The flight was a long one and he could have burned more fuel than thought.
If he tried to pump the gear down by hand he may have been preoccupied with that instead of fuel and/or watching where he was heading.

Jim B said...

An awful tragedy.

Despite low fuel (pilot decision) and gear problems (can happen to anyone) this airplane should have landed under control on a runway or adjacent grass somewhere with emergency services waiting to assist.

Lets hope Payton recovers to lead a full life.

Anonymous said...

Sad, sad, situation. May God comfort the families in this time of grief and heal the son both physically and mentally.

Reviewing this planes history it appears its had a tough life almost from the beginning. First gear up landing came less than a month after it's first flight. Only 27.6 hours on it when a ruptured hydraulic line kept the gear from extending. A few years later another gear up landing after the pilot ran the tanks dry and landed hard on the runway. In 2015 it exited the runway surface into the grass and while trying to taxi back onto the runway the nose wheel went into a hole and the prop struck the ground.

All of the above incidents happened while owned by previous owners.

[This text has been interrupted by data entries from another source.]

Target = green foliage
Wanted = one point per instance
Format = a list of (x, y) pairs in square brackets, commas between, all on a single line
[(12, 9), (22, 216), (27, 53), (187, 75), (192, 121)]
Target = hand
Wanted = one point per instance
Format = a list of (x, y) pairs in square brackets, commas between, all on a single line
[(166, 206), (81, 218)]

My heart goes out to all of those effected by this accident.

Anonymous said...

If the background story is true, this pilot's decision process is criminal. So sick of these 'bigshot' pilots killing (manslaughter) their passengers

D Naumann said...

Well obviously there must have been some fuel on board as it created quite a nice bonfire. I'll wait to comment on the pilot's decision making until I learn more of his history. It does sound suspicious however.

Anonymous said...

Every passenger before they get on board with some Private Pilot needs to ask some fundamental questions. How long have you owned the airplane, how much flying do recently in that aircraft or type. how much total time do you have in it. Have you recently flown with an instructor going over emergency procedures? The list goes on

Anonymous said...

Sad, sad, sad, sad, sad! 10 years away from flying? If this gentleman ran/owned two successful eating establishments, he probably worked 19 hrs. per day. Not much time for aviation. Take a CFI along for a while. Judgment is the key! I hope the CFI that signed him off kept good records. At this point it can get really ugly. Condolences to the surviving family members.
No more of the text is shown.